リビングに入っていったチハヤ達。
獅闇の姿を捉えると、ふっと目を細めた。



「シスイ、彼が?」
「え?ああ、そうなの」



チハヤは獅闇に近寄り、にこりと笑った。



「初めまして。シスイの父のチハヤです。よろしくね」



獅闇は少し緊張したような顔をしていたが、その穏やかな雰囲気に表情を和らげ口を開いた。



「グラエナの獅闇だ。よろしく」
「ふふ、とても綺麗な青年だね。

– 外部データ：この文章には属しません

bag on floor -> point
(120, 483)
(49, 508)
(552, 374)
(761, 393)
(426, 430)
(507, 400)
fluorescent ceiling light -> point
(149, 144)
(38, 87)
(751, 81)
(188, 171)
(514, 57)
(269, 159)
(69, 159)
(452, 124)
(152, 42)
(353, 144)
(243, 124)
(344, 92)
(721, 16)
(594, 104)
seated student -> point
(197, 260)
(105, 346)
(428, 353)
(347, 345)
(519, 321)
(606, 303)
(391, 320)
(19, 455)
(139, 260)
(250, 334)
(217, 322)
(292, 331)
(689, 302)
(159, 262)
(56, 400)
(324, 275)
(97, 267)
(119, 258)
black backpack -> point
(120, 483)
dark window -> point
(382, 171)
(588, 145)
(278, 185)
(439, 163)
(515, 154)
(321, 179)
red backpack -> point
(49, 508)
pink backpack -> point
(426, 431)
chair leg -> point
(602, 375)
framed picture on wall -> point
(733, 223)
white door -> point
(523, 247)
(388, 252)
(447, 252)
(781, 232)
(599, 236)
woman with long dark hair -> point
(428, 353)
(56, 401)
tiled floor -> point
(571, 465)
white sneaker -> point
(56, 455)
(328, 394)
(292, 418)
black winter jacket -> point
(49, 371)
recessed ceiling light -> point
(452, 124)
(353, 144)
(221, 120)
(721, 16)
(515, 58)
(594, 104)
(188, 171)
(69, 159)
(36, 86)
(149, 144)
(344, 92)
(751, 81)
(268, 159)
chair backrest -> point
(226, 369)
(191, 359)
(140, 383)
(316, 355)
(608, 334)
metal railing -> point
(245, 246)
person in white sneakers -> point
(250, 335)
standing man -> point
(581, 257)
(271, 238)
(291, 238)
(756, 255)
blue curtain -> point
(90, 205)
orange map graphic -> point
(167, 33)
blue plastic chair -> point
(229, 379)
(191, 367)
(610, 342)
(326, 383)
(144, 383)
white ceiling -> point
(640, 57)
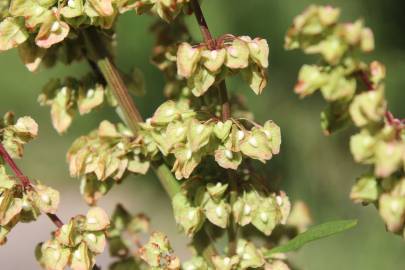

シスイをこれからもよろしくね」



と言うと、チハヤは獅闇の手を取った。
彼もされるがままに握手をし、ふとチハヤを見た。


シスイに似てとても端正な顔立ちをしている。
口元なんかはよく似ていた。




「おや、僕の顔に何かついているかい?」




視線に気づいたチハヤは首を傾げ獅闇を見た。
獅闇ははっとしてすぐに顔を背けた。
危ない。
ついつい見入ってしまった。


「あ、い、いや。シスイによく似ているなって思って」
「本当かい?そう言ってくれると何だか嬉しいなあ」


チハヤはくすくすと笑い、癸を呼んだ。



「なんでしょう、チハヤ様」
「うん、紹介しようと思ってね。獅闇君、彼が僕のパートナーで珀の父親なんだ」



すると癸は獅闇に向き直った。
それは言い表せられないオーラ。
切れ長の瞳がすっと細められるだけでもすごい威圧感だ。



「癸、という。アブソルだ。よろしく頼む」
「ぐ、グラエナの、獅闇・・デス。
よろしく・・・お願いシマス・・」
「ああ」



思わず敬語になってしまうくらいに彼の存在感は凄かった。
本当にあの穏やかな珀の父親なのだろうかと疑ってしまうくらいに。
だからこそ、逆に珀のトラウマがあるのも頷けた。


こんなオーラの人に怒鳴られたらいくら自分でもさすがにビビる。
そんなことを考えながら、獅闇は癸と握手を交わした。